Structure Optimization:
Once the neural network is trained, a new protein sequence is input, and the system outputs angle and distogram distributions. Structure optimization is performed using a quasi-Newton method to find a candidate structure that minimizes a total score. The total score includes the angle and distogram scores, as well as a chemistry score to prevent atoms from overlapping.

Testing AlphaFold:
AlphaFold was tested in CASP-13, a biannual protein folding competition involving over 100 research groups worldwide. In CASP-13, AlphaFold was given amino acid sequences of proteins whose structures were not yet published. Teams had three weeks to submit predicted structures for each sequence.

CASP-13 Results:
AlphaFold achieved unprecedented accuracy in predicting protein structures in CASP-13. It outperformed all other competing methods by a significant margin. AlphaFold’s predictions were close to experimental structures, even for proteins with complex structures.
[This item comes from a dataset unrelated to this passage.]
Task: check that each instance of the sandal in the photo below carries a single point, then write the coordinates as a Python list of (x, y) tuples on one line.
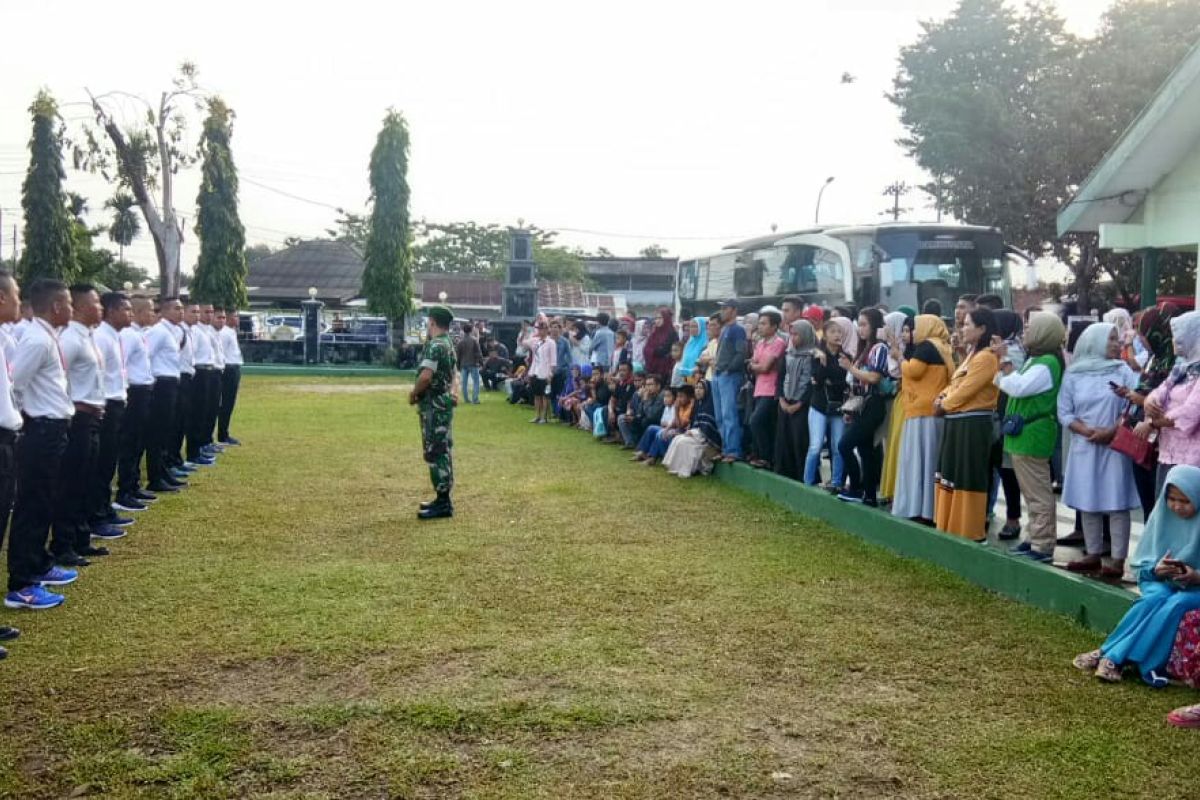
[(1185, 717), (1108, 671), (1087, 661)]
Groundbreaking Protein Folding Results:
DeepMind’s team, led by John Jumper, achieved remarkable success in a protein folding competition, winning 25 out of 43 proteins in the hardest category. Their predictions closely matched the ground truth, significantly outperforming other teams.

AI’s Impact on Science:
Hassabis emphasizes the potential of AI to address information overload and system complexity, especially in scientific research. He envisions AI-assisted science that accelerates breakthroughs and enables scientists to derive useful knowledge from vast amounts of data.

Challenges and Limitations:
Despite the impressive results, Hassabis acknowledges that the protein folding problem is still far from solved for practical use in biology. The goal is to achieve an error tolerance of one angstrom, which remains a significant challenge for current AI systems.

Responsible and Ethical Development of AI:
Hassabis stresses the importance of responsible and ethical development of AI, ensuring that it benefits society and is deployed safely. He calls for more research and discussion on the impact of AI, including issues like robustness, bias, and safety.

Neuroscience Inspiration and Understanding the Mind:
Hassabis sees neuroscience as a valuable inspiration for AI development, potentially leading to a better understanding of the human mind. He believes that distilling AI and intelligence into algorithmic constructs can facilitate comparisons with the human mind, shedding light on mysteries like creativity, dreaming, and consciousness.